He believed there could easily be a return of “black” milk from the Republic of Ireland heading into either Northern Ireland or into Wales and this would upset the home market.

This Irish milk would exacerbate an over-supplied home market where he claimed production was “rocketing”. Arising from this situation, he did not think there was the processing capacity to cope with the volumes of extra milk and this would inevitably result in price volatility.

“All paths lead not only to significant farm gate price volatility but potentially scary volatility,” he said, adding: “Only the weather can prevent a spring correction to the milk price.”

This was despite the major milk powder plan at Westbury “bursting at the seams” coping with the volume of milk being produced. There would be no fortunes made by those supplying this processor, claimed Potter, as the operators would buy as “cheaply as they could and make as big a margin as possible”.

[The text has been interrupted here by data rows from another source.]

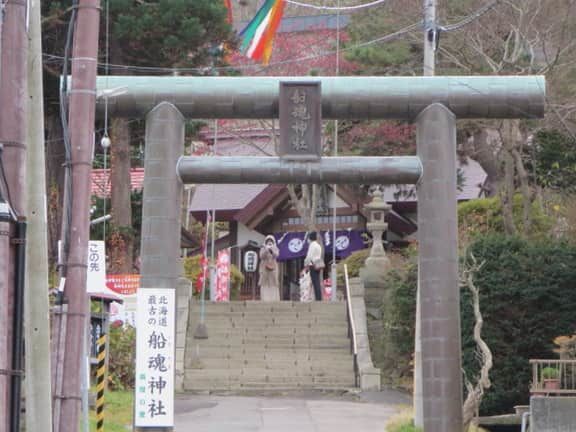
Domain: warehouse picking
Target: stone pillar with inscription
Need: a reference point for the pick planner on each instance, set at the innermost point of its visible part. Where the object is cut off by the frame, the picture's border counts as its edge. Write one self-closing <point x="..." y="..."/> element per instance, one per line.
<point x="300" y="121"/>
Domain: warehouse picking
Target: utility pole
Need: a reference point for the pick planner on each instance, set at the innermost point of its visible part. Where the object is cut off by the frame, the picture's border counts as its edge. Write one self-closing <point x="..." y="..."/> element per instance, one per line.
<point x="81" y="123"/>
<point x="13" y="139"/>
<point x="36" y="305"/>
<point x="428" y="70"/>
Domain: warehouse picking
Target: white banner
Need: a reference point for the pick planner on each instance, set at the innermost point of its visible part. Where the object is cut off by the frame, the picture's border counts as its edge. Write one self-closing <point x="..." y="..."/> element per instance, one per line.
<point x="155" y="356"/>
<point x="223" y="276"/>
<point x="96" y="272"/>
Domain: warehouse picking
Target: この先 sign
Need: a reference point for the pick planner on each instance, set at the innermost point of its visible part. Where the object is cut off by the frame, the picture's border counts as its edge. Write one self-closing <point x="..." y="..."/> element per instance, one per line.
<point x="155" y="352"/>
<point x="250" y="261"/>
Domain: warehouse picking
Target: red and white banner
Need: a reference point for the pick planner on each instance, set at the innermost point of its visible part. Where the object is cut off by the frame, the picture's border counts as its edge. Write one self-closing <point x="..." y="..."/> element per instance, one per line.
<point x="223" y="276"/>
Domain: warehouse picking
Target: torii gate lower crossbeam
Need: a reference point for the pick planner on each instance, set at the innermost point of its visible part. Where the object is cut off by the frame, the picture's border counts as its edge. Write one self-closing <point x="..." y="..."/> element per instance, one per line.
<point x="433" y="102"/>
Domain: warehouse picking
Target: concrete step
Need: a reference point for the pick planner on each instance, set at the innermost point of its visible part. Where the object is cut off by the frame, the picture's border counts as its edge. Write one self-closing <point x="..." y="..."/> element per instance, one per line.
<point x="270" y="346"/>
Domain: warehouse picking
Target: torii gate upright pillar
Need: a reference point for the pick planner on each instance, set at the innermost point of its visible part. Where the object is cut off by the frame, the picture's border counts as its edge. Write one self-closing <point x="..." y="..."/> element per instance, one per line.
<point x="160" y="244"/>
<point x="438" y="270"/>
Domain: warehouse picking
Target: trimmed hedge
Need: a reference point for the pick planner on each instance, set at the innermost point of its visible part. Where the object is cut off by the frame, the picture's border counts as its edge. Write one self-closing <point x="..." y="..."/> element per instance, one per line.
<point x="527" y="297"/>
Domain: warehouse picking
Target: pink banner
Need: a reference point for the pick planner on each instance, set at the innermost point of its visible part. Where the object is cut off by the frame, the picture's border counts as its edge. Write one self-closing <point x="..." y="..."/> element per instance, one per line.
<point x="223" y="276"/>
<point x="126" y="284"/>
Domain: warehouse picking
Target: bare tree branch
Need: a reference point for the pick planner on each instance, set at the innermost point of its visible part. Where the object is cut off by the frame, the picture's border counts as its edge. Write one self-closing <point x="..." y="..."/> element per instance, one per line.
<point x="476" y="392"/>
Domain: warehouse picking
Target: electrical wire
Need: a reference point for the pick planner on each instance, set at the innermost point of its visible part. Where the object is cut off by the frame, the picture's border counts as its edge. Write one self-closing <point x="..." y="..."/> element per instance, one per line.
<point x="336" y="8"/>
<point x="151" y="69"/>
<point x="471" y="18"/>
<point x="4" y="181"/>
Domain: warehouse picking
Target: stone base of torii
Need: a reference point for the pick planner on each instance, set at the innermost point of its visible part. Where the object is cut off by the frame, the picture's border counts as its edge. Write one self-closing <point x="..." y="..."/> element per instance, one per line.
<point x="433" y="103"/>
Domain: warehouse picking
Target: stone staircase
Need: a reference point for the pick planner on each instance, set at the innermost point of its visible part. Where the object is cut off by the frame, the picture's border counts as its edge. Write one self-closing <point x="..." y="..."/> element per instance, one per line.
<point x="269" y="346"/>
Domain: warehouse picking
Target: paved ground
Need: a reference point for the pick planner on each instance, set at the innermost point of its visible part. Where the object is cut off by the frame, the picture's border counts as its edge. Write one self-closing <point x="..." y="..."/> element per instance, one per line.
<point x="299" y="412"/>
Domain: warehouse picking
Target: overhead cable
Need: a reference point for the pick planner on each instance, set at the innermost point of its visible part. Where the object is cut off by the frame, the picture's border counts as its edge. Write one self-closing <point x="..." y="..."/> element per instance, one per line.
<point x="336" y="8"/>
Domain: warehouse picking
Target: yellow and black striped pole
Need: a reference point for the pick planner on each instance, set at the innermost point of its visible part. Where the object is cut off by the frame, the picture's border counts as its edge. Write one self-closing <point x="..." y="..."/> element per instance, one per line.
<point x="100" y="383"/>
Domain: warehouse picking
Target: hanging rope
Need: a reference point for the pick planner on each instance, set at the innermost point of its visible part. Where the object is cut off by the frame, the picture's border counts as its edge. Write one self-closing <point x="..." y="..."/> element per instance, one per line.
<point x="337" y="8"/>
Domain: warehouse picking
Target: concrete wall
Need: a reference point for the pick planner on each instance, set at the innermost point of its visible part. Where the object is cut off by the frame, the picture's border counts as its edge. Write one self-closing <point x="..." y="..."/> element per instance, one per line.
<point x="552" y="414"/>
<point x="245" y="234"/>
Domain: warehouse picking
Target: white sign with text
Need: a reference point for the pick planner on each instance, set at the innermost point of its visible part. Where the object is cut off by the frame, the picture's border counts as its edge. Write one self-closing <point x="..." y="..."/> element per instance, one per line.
<point x="155" y="357"/>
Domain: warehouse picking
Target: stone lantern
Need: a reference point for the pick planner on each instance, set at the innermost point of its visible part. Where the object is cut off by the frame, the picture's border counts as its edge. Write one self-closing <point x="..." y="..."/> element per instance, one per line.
<point x="377" y="264"/>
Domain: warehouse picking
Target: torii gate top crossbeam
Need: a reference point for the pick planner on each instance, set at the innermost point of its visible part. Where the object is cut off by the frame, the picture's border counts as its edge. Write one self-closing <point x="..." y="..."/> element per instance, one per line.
<point x="342" y="97"/>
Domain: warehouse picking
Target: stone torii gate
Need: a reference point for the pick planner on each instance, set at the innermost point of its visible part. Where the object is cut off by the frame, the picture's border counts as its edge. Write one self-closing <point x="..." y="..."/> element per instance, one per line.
<point x="433" y="103"/>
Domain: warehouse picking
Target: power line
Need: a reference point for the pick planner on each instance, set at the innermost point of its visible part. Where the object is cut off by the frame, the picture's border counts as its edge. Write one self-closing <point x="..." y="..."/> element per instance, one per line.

He analysed 2013 as being in a sellers’ market but said 2014 would prove to be the opposite. For producers, the critical point would in the coming months be whether they were supplying a purchaser with processing capacity or just a milk broker. If they were selling to the latter, they would, as he graphically described, “be caught with no trunks on when the tide went out”.

Potter said that Arla, who are one of the big three processors and who recently went on a producer recruitment drive, would play a major role in deciding when prices moved and that other buyers with less processing capacity were caught in a trap. Even if the wanted to, he believed they could not drop their milk price as Arla were still signing up new producers.